Mit einem Kinderbonus von 1500 Euro würde sich das System grundlegend verändern, weil nicht mehr an der Steuerbemes- sungsbasis herumgedoktert wird, sondern jede Familie ihre einmal entstandene Steuerschuld um 15.000 Euro senken würde.

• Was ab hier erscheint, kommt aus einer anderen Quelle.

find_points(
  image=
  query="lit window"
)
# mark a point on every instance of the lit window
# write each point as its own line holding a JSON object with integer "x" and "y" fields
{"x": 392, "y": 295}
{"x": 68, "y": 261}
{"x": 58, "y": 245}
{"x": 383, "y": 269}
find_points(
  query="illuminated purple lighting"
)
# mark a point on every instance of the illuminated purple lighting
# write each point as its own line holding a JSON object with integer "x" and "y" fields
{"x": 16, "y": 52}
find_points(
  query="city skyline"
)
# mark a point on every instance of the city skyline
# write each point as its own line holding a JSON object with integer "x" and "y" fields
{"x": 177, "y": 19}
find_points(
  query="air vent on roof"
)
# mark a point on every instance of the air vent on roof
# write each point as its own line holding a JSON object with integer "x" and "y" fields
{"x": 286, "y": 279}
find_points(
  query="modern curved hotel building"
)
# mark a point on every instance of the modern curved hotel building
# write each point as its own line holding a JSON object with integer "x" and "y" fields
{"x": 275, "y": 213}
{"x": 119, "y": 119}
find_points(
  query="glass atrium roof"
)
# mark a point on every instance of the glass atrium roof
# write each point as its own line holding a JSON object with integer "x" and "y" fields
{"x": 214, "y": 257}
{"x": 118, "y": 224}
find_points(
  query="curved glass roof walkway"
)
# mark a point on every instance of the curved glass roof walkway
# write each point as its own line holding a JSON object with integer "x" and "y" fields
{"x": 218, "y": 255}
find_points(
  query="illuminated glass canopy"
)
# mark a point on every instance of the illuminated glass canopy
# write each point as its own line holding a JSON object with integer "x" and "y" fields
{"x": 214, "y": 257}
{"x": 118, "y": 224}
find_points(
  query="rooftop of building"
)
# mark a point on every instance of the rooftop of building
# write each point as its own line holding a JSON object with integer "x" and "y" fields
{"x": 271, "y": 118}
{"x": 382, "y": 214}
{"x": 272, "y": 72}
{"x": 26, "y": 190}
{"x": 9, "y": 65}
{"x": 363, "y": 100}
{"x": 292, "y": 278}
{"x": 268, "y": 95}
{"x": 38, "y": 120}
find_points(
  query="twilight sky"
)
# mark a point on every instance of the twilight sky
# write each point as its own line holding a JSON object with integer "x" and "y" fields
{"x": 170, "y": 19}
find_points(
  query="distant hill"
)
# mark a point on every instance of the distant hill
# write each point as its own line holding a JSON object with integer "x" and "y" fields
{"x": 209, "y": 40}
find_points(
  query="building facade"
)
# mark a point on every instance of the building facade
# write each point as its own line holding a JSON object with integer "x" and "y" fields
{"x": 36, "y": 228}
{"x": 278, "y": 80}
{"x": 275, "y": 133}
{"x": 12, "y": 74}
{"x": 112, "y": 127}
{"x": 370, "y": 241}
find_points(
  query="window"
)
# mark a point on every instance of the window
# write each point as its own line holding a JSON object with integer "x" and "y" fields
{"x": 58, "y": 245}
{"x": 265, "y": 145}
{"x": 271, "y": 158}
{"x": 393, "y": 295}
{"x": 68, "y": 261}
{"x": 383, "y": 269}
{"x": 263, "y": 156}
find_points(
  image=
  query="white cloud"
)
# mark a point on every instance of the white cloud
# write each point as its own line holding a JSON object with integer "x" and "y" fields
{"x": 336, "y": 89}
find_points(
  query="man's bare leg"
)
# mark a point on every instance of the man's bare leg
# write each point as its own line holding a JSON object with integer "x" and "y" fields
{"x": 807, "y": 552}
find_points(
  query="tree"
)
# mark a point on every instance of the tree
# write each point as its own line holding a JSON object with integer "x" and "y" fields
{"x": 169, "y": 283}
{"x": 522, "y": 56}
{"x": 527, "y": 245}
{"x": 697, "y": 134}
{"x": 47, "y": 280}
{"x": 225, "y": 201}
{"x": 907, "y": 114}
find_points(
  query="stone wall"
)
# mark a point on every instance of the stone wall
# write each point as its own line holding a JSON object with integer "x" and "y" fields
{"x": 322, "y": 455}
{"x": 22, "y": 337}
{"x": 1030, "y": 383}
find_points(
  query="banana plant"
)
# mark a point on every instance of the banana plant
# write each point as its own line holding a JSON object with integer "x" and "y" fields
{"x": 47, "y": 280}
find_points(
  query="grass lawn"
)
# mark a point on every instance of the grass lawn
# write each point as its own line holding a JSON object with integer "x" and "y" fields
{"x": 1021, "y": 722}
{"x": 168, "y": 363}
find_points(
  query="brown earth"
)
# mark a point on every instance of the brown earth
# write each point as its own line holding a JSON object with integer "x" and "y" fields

Norbert Neuwirth vom Institut für Familienforschung hat auf Anfrage des STANDARD eine Modellrechnung durchgeführt, wie sich so eine Reform auf Familien auswirken würde. Der Einfachheit halber macht dabei nur ein Elternteil die Absatz- und Bonusbeträge geltend. Bei Familien mit einem Kind profitieren Geringverdiener am stärksten, dann flacht die Kurve ab. Bei Mehrkinderfamilien gewinnen mittlere Einkommen am meisten. Bei einem zu versteuernden Jahreseinkommen von 31.000 Euro (unterer Mittelstand) und zwei Kindern beläuft sich der Steuervorteil mit dem Bonus auf 1000 Euro gegenüber dem Status
quo. Allerdings: Familien, die ihre Kinder in private Kindergärten schicken oder hohe Kosten für Nachmittagsbetreuung haben, gewinnen mit der Reform deutlich weniger hinzu als Familien, die bisher öffentliche und beitragsfreie Einrichtungen nutzen.
Im Kurz-Plan gibt es Unklarheiten. Die Absetzkosten für Betreuung lassen sich aktuell auf Eltern aufteilen, wie das beim Bonus sein soll, ist unklar. Das sorgte am Mittwoch für Wirbel. Die Innsbrucker Gesellschaft für Angewandte Wirtschaftsforschung hat die Effekte aller VP-Steuerideen kalkuliert, inklusive neuer Tarifstufen.
Finanz sieht Erleichterung
Der Vorschlag wird nur als „bedingt“familienfreundlich eingestuft. Paare mit Kind profitieren demnach im Schnitt mit 108 Euro pro Monat, die „typischerweise einkommensschwachen Alleinerzieher“nur mit 54 Euro. Dieser geringe Zuwachs liegt daran, dass laut der Innsbrucker Gesellschaft viele Alleinerzieher über gar kein steuerpflichtiges Einkommen verfügen. Nur ein Bruchteil zahlt so viel Steuer, dass sie den Kurz-Bonus voll ausschöpfen könnten.
Als Reaktion kündigte der ÖVPChef an, dass Väter den Bonus an den Alleinerziehenden weitergeben müssen. Wie das ablaufen soll, sagt er nicht. Im ÖVP geführten Finanzministerium sieht man indes in einem Kinderbonus eine Vereinfachung der Bürokratie. Aktuell sind die Regelungen dazu, welche Betreuungskosten anerkannt werden, komplex.
Wenig Details gibt es zur Gegenfinanzierung der ÖVP-Ideen, so lässt sich auch nicht sagen, wer durch geplante Einsparungen bei Förderungen verlieren würde.